それにフィリピン人も多かった。ほとんどはバブル期、夜の世界で働くためにやってきた女性だった。だからオープン当初の亀仙人街にも、フィリピンパブが入居した。加えて日本人経営のスナックや雀荘、中華料理などが、初期の亀仙人街の店子だったそうだ。当初は店もお客も日本人のほうが多かったという。フィリピンパブも経営は日本人だったが、舞台でのショーが人気で、「駐車場どこさも入れねえよ。農道までクルマが行列してよ」というほど大盛況だったそうだ。
草間社長のポリシー
しかし、いつしか常総地域は少しずつ廃れていく。高齢化、過疎化の波は茨城も確実に呑み込んでいく。若者たちは東京や、茨城でもまだなんとか栄えているつくばや守谷に流れていってそのまま戻らず、常総のような地域は農家も店舗も後継者不足に悩む。
「石下駅(関東鉄道)の近くにあった飲み屋も、もうやってないとこばっかだしな。みいんな潰れちまった。運転代行を使ってまで飲まなくなったしな」
亀仙人街の賑わいも次第に失われていく。そして、店子からは日本人店主が少なくなっていった。
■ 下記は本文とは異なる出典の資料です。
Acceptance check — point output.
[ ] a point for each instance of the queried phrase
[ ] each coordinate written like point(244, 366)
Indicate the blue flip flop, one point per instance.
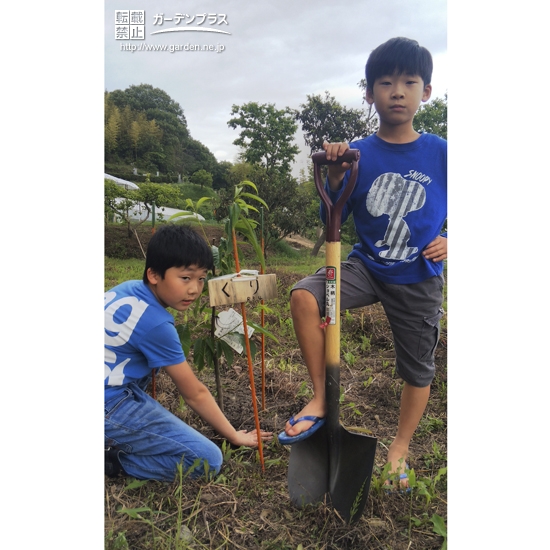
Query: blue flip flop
point(289, 440)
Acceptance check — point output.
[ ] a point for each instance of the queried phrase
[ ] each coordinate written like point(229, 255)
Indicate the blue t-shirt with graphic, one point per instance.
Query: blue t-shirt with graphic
point(399, 206)
point(139, 334)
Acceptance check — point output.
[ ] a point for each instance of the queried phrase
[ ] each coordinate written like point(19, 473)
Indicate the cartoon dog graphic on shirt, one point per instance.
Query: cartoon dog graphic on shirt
point(393, 195)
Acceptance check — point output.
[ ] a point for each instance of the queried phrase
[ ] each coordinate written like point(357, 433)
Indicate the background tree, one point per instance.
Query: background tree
point(146, 128)
point(267, 135)
point(432, 117)
point(202, 178)
point(324, 119)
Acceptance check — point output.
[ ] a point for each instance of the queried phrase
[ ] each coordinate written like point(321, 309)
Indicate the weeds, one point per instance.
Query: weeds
point(243, 507)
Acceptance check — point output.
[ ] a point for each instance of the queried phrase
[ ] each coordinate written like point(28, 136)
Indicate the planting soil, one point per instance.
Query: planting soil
point(247, 506)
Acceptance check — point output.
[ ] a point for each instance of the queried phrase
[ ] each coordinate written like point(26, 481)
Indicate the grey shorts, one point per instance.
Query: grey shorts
point(413, 310)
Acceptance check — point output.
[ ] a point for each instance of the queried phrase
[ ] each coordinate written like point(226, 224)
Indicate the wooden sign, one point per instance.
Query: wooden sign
point(233, 289)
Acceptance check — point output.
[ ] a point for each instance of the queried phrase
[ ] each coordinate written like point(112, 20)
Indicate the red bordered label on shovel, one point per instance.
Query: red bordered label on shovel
point(330, 298)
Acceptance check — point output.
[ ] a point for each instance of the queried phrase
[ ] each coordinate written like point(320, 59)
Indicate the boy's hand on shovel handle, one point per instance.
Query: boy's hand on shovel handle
point(336, 171)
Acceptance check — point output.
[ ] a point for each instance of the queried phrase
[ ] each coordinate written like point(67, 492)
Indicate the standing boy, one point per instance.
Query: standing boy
point(399, 207)
point(142, 438)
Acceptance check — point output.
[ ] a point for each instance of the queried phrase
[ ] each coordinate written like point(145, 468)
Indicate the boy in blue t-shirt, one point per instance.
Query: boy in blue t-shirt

「日本人は根性なくて、続かなくてよ。いつの間にか外国人ばっかりになっちゃったんだよ」
それでも草間社長にはポリシーがある。夫や妻といった配偶者など、誰か日本人を保証人に立てること。それが外国人にも店舗を貸す条件だ。それだけ日本社会にしっかりと根づき、信頼してくれる日本人の知り合いがいる人に限る……のだが、どうも「あくまで原則」のようだ。
昼は介護施設、夜は亀仙人街でスナックを営んだタイ人の女性
「小さい子供つれて流れてきたタイの女がいたんだ。タイに仕事に行ってた日本人の男と向こうで知り合ってな、タイの家族の大反対を押し切って日本に来た」
そして日本で子供を産んだはいいが、夫は急な病で亡くなってしまう。それでも、彼女はタイに帰らなかった。実の母から帰国を切望されていたが、日本に留まった。
「私は日本のこのダンナの家にヨメに来たんだから帰るわけにはいかない、だからここで商売やりてえって言ってよ。たいしたもんだよ。日本人でもなかなかできねえよ。だからよ、わかった、おめえだったら貸すって言ったんだ」
亡くなった夫の実家が保証人になってくれたわけでもないのだが、彼女を店子にした。すると昼は介護施設、夜は亀仙人街でスナックを営み、懸命に働いたのだという。
「そのうち龍ケ崎に家を買ってな。せがれもちゃんと育てて、何年か前に大学が終わった。そのせがれから、将来どうしたらいいか相談されたことがあるんだ。だから言ったんだ。一生懸命に勉強してタイに行けって。そんで母ちゃん呼んでやれって」
その言葉を目標に息子はがんばっているのだという。母はもう亀仙人街の店を閉めたが、いまも付き合いが続いているのだ。